I don't have much experience with these situations and have placed a stop 1 tick below the high of yesterday's bar. Is this wise? Or is it better to either just exit on open or to give it some more room to move?

The big move was on an announcement (I didn't know there was going to be one, I just used my limited knowledge of VSA to enter).

VOR.jpg
 
Can I please get some thoughts on this one?

First I'd love some opinions as to the quality of my entry.
Secondly, how is the initial stop placement with this? I wasn't sure if I should have had a very tight stop or the current one at 16%. With the current stop there isn't high R:R potential.

SML Part 1.png
SML Part 2.png
 
You'll see that this is a chart from Feb 2004. I'm going over historical data and trading bar by bar.

This is the next one. It shot up sharply.

With the 16% stop, this represents an open profit of 2.8R

Price increased 20.8% on this day.


Now my third question is: Where do I exit? After such a sharp rise is it best to take my profit or to simply trail my stop? Volume is looking very strong and consistent.

SML Part 3.png
 
You'll see that this is a chart from Feb 2004. I'm going over historical data and trading bar by bar.

This is the next one. It shot up sharply.

With the 16% stop, this represents an open profit of 2.8R

Price increased 20.8% on this day.


Now my third question is: Where do I exit? After such a sharp rise is it best to take my profit or to simply trail my stop? Volume is looking very strong and consistent.

View attachment 44838

IMO there is no one answer to this question - it depends on your trading rules. As long as you are sticking to those rules and not just getting out the trade because "I've made a handsome profit for 3 days"

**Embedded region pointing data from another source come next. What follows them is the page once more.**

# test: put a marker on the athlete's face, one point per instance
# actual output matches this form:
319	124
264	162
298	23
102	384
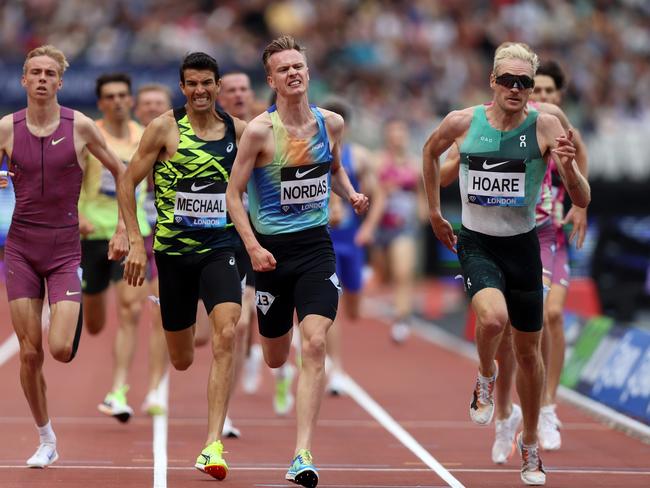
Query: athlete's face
41	79
288	73
511	100
236	95
545	90
150	104
115	101
200	89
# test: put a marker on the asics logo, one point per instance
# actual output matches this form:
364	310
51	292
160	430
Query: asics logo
197	188
300	174
493	165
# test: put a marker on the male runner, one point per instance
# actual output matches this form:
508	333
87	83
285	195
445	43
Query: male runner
98	215
287	153
46	145
191	150
549	83
349	234
504	148
549	218
152	100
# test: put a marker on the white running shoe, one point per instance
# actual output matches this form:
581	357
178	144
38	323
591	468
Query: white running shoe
153	404
399	332
504	440
251	374
283	399
532	469
336	384
44	456
481	408
229	430
548	430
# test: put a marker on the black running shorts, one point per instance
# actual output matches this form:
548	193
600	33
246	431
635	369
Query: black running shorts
98	270
183	279
304	279
511	264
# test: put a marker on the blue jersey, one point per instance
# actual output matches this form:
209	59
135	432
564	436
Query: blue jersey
343	234
291	193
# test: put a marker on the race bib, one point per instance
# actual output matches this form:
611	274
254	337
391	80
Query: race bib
496	182
304	188
200	203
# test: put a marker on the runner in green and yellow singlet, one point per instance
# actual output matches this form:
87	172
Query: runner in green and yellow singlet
191	150
503	153
98	219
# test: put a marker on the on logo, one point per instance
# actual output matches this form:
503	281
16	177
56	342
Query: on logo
264	300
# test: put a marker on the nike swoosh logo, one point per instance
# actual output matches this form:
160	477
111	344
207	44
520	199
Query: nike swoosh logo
494	165
300	174
197	188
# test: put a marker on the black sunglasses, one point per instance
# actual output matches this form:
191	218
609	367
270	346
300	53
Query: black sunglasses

But I like trailing stops because then you are letting the market decide when to get you out of the trade.

Yes 16% is a lot of risk IMO, perhaps you got onto that trade one day too late.
 
IMO there is no one answer to this question - it depends on your trading rules. As long as you are sticking to those rules and not just getting out the trade because "I've made a handsome profit for 3 days"

But I like trailing stops because then you are letting the market decide when to get you out of the trade.

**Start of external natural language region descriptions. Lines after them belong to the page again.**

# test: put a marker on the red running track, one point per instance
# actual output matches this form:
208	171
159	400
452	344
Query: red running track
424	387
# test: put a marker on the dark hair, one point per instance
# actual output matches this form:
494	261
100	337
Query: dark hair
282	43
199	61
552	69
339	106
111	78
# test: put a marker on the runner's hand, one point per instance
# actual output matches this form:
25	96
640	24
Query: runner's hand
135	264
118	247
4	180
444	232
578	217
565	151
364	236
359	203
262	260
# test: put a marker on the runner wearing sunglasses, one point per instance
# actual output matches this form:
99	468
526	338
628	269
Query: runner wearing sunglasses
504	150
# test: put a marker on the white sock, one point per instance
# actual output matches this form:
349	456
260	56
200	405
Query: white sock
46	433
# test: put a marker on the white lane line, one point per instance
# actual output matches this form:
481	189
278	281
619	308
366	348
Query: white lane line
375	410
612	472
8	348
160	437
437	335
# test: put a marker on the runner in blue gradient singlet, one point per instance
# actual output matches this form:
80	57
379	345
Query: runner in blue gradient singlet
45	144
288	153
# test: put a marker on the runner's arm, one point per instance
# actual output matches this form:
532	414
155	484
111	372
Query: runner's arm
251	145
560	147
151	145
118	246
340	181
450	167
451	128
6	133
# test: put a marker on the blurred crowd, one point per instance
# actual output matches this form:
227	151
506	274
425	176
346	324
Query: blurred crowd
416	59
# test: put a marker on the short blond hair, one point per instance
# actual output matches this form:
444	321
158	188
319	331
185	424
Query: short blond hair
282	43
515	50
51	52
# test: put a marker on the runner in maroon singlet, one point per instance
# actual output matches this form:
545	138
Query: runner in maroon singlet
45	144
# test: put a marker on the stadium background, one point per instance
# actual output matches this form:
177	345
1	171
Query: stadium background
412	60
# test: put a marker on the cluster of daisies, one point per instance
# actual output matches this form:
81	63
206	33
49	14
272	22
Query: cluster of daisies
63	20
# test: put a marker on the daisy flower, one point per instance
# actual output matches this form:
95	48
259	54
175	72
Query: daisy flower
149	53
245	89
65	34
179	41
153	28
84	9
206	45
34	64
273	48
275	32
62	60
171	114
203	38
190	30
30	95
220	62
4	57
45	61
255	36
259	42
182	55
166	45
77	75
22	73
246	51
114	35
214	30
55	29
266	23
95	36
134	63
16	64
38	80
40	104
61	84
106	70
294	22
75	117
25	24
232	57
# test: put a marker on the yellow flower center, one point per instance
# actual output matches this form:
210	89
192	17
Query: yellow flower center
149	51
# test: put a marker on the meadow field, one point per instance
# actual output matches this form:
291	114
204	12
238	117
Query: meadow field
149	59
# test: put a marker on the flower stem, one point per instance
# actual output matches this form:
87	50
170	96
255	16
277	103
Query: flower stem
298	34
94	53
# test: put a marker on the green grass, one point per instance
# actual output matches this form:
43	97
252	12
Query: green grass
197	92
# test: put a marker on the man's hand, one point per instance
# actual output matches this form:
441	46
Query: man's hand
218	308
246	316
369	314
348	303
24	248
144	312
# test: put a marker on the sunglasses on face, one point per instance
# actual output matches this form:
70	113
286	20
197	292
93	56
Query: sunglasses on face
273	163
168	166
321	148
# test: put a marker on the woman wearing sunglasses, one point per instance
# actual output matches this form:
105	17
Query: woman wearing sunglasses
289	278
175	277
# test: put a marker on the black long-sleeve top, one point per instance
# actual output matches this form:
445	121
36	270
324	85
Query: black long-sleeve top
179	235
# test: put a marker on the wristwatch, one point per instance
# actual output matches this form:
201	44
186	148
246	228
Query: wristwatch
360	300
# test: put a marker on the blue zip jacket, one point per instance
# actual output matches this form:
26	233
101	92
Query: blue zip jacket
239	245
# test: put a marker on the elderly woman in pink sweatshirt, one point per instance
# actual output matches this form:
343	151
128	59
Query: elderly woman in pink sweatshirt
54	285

Yes 16% is a lot of risk IMO, perhaps you got onto that trade one day too late.

I generally put a trailing stop under a "wide spread bar" but am playing around with my testing to see if there seems to be a good time to exit on close after a big move rather than waiting to be stopped out. Obviously the tradeoff between big potential profits and giving back profit needs to be considered.

I've got a couple of simulators open, placing the same trades but exiting at different points. I will compare them to see if there are any glaring inefficiencies staring me in the face. Obviously I don't want to curve fit though.

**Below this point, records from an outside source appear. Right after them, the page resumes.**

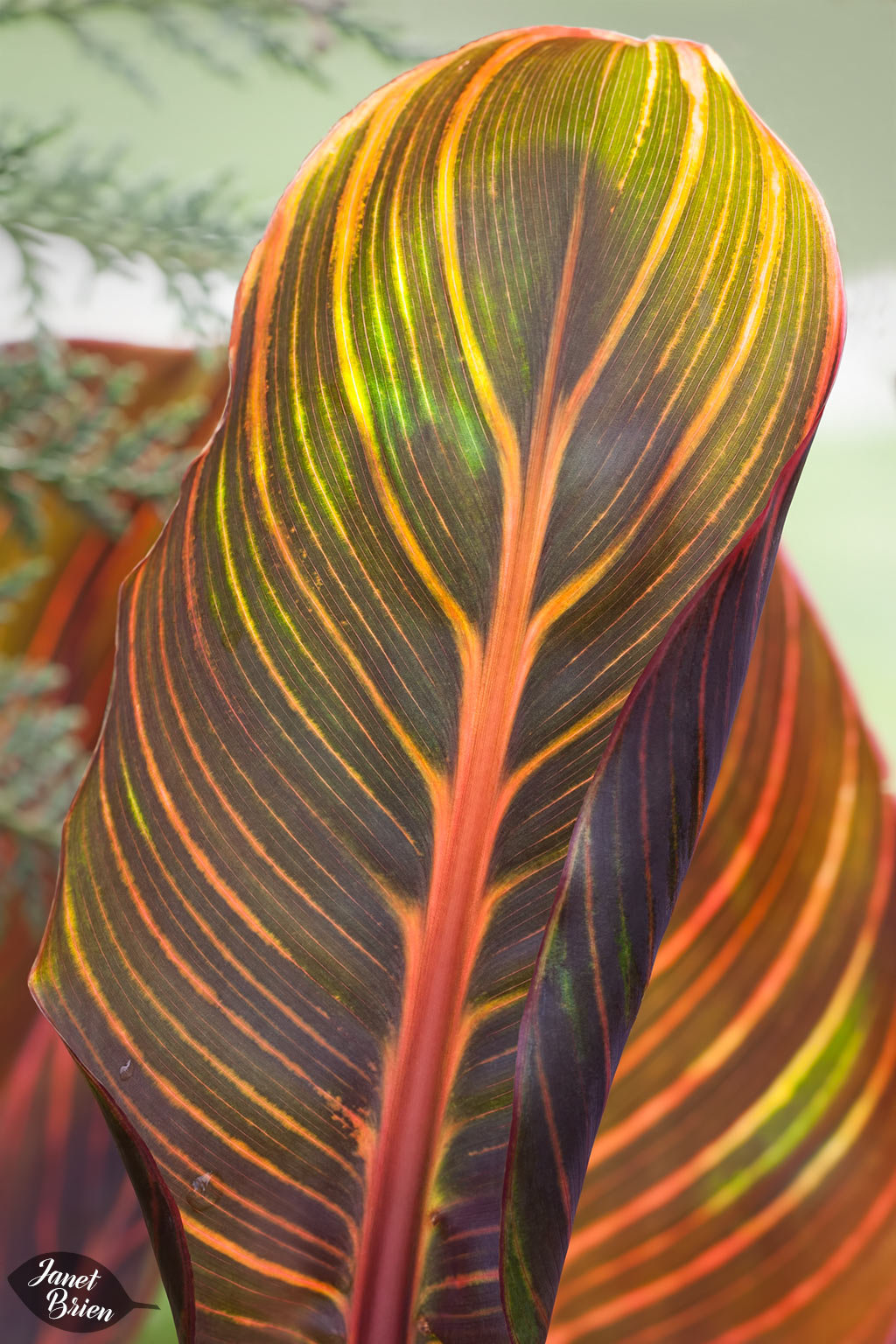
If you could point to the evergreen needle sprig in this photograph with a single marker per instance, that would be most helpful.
(191, 234)
(291, 34)
(42, 760)
(63, 425)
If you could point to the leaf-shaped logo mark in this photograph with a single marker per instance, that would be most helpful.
(73, 1292)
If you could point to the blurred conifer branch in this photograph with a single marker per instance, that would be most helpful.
(191, 234)
(65, 418)
(62, 425)
(293, 34)
(42, 760)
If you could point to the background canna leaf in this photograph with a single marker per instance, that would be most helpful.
(519, 361)
(630, 848)
(742, 1184)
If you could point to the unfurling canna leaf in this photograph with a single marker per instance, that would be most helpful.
(528, 347)
(742, 1186)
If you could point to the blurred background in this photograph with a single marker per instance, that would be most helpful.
(818, 72)
(144, 144)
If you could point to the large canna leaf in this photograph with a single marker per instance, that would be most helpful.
(62, 1179)
(742, 1186)
(524, 351)
(63, 1183)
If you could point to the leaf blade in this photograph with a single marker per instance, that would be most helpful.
(331, 719)
(777, 1070)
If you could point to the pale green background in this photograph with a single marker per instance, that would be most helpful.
(822, 74)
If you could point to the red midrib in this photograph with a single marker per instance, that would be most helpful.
(419, 1078)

And with the 16%, usually I look for risk from anywhere between 4-12%. I need to work out where I am going to place my stops if I choose to take the odd larger risk size trade.
 
I've got a couple of simulators open, placing the same trades but exiting at different points. I will compare them to see if there are any glaring inefficiencies staring me in the face. Obviously I don't want to curve fit though.

Nice. No doubt you will find something along the way.
 
The answer is in understanding when a move is going to stall or reverse.
I agree with Billy that there isnt one hard fast rule.
In fact my rules would have seen me out on the next day.(50% of the previous bar)
I would have been only a little worse off had I kept the trade until further analysis gave me strong clues of a reversal.